SWH 202 Health Wellbeing and Social Work








Case Study 3:
Discussed at Tutorial 3 (Week 5)








PART A







Noni Bagga has been referred to you.
You a social worker working in private practice in Ronnaberg
and you visit Harrisvale once a month using a room in the GP surgery. Here you see a small number of patients who are referred to you by the local GP, Dr Korman or other professionals who visit the area. You usually see patients for 6 -10 sessions as they are covered under the Better Access Medicare initiative. You are an accredited mental health social worker (AASW).






Dr Korman says in his referral letter (you have met him but he is always busy and difficult to pin down apart from brief telephone conversations) that Noni is not coping at home with the children and her relationship with Sid her husband is deteriorating. Her son Sadil (Junior) will be seen by the Child and Youth Mental Health Service psychiatrist and/or members of her team within the next few weeks. The GP tells you that he thinks Sadil has Attention Deficit Hyperactivity Disorder (and you know that he has diagnosed quite a number of young people at the primary school over the last 18 months). However, Noni believes bullying and discrimination from kids at school are at the heart of Sadil’s problems.

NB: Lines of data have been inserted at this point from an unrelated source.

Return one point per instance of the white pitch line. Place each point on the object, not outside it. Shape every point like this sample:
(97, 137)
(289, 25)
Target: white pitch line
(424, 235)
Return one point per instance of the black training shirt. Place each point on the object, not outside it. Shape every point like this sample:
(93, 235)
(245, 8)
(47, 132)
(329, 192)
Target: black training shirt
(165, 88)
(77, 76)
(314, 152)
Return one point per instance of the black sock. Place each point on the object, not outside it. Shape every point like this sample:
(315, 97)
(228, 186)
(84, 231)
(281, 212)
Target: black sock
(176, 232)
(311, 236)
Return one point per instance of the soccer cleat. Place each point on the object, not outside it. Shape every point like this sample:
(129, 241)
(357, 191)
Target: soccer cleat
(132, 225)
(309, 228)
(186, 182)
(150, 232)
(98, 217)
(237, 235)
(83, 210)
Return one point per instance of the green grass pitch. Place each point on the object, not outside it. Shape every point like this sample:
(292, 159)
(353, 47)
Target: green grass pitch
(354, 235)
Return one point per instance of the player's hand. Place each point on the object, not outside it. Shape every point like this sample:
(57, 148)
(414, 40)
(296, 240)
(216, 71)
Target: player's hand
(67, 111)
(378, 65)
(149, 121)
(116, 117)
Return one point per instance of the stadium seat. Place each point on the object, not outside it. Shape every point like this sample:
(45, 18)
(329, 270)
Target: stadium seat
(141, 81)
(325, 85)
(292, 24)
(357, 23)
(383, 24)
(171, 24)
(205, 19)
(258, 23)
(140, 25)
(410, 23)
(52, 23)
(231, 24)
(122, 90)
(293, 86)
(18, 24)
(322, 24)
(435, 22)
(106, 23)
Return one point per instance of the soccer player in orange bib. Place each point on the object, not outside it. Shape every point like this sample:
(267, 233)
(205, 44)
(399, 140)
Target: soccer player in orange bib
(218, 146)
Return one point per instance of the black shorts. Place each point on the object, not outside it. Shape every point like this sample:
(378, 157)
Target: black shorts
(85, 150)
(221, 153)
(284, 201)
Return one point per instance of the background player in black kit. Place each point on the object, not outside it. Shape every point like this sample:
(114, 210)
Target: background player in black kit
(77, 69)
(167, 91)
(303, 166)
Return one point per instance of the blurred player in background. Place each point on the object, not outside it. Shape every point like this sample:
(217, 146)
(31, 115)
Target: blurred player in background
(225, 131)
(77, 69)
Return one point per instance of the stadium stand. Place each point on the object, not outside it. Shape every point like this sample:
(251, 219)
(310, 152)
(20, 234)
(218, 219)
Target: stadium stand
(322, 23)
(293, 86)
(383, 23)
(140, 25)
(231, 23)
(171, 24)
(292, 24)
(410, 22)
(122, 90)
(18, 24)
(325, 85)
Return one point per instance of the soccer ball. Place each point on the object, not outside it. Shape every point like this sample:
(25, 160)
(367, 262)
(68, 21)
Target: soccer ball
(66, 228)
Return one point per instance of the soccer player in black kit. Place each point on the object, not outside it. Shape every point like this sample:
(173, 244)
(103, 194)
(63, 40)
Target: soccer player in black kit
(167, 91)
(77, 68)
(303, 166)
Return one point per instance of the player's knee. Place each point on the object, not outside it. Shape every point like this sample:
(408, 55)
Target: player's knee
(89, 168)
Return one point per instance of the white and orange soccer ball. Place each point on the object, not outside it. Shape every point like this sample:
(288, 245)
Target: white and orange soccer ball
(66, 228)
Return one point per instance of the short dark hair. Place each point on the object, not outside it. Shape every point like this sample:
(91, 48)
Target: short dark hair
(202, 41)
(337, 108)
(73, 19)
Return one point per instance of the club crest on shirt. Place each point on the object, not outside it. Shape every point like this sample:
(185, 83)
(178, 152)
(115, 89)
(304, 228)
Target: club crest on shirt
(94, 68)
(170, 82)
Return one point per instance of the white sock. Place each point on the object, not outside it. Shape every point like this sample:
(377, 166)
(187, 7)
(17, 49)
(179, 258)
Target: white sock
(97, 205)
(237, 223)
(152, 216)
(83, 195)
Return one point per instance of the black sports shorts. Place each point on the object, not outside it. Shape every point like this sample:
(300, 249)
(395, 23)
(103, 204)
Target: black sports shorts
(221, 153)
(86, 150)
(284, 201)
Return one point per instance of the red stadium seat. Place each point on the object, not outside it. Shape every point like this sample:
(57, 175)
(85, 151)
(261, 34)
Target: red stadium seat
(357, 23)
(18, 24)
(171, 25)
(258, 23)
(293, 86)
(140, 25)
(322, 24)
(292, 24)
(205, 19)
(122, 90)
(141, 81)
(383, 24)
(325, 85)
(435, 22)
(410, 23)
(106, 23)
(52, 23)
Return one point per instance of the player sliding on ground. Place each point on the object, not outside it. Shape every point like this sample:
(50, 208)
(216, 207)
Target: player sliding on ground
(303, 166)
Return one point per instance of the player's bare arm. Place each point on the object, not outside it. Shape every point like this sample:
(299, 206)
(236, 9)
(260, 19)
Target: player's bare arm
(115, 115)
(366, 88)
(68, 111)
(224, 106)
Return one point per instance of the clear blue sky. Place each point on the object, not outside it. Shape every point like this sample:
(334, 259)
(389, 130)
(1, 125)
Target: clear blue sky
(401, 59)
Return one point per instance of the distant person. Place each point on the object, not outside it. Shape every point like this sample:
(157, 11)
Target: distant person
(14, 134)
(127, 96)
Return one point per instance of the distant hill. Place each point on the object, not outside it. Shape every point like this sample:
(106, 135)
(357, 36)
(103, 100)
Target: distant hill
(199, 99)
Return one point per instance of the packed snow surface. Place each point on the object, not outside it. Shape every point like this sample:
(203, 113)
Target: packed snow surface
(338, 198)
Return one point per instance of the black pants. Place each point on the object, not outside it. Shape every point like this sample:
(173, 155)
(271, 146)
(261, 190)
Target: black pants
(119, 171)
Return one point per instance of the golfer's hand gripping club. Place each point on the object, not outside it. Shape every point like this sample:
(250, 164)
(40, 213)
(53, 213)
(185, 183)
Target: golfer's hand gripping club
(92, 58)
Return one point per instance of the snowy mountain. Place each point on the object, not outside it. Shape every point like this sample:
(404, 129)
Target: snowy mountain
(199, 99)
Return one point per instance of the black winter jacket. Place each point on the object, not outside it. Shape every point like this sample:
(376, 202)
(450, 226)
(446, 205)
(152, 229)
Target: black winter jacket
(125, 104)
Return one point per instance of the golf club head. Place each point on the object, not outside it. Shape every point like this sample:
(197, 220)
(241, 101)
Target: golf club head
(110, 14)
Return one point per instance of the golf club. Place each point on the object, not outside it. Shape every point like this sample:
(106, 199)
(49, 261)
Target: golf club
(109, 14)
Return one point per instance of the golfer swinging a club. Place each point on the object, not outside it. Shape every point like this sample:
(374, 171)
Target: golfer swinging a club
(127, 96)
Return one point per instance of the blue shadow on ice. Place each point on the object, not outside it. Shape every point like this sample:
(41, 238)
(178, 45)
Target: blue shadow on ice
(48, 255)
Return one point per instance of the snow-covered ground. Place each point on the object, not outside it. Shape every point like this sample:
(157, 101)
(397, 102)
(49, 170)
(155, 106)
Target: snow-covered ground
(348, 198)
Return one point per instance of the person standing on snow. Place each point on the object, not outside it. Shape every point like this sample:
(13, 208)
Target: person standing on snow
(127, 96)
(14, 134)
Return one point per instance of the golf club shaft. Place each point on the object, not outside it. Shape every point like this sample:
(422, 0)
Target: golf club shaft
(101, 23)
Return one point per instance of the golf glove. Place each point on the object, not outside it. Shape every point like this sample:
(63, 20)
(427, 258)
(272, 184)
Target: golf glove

Some of the teachers there appear to ignore this bullying. The Headmaster appears somewhat ambivalent and also believes that Sadil has ADHD. Noni is “sure” there is educational department policy somewhere about how to properly manage such situations but worries if she brings this up her job may be at risk. Money and the need for a regular income are significant concerns for the Bagga family. Sid is so grumpy and Noni can only imagine if he came home to find out that Sadil was expelled and Noni had lost her job. She also worries that he is drinking too much.






When she questioned Sid about his drinking he shouted at her and told her to just be a “good wife” and go away and look after the children. Noni was really surprised at his response. Sid really upset little Tia when they had this argument. Tia started screaming and usually she is so quiet. Tia has had bad nightmares lately and needed a night light left on which Sid said was ridiculous. Sid tells Noni she is hopeless with the kids. Noni thinks his back is giving him pain again and that this is why he is drinking eg. she thinks he is self-medicating using alcohol. Noni wonders if Sid could get medicinal marijuana prescribed. She knows his pain levels are very high but he is so cranky and difficult at the moment. Noni dares not raise his pain with him again.







Please respond.
You are the social worker working in private practice in Harrisvale.






Brainstorm as a group what the key health issue/s are within your allocated case study. Undertake a review of the literature that is relevant to the key health issue/s identified in your case study. You draw upon this research/appraisal of the literature as you write up the case study (ie. it is evidence-based). You will have to provide a synopsis of the key messages within the literature when your write up your case study analysis. It is important that you consider the micro (individual issues for clients), mezzo (agency and organisational issues) and macro (policy and national issues) perspectives of the identified health problem/s or related issues and the impact of the key individuals/actors/agencies/services identified in your case study.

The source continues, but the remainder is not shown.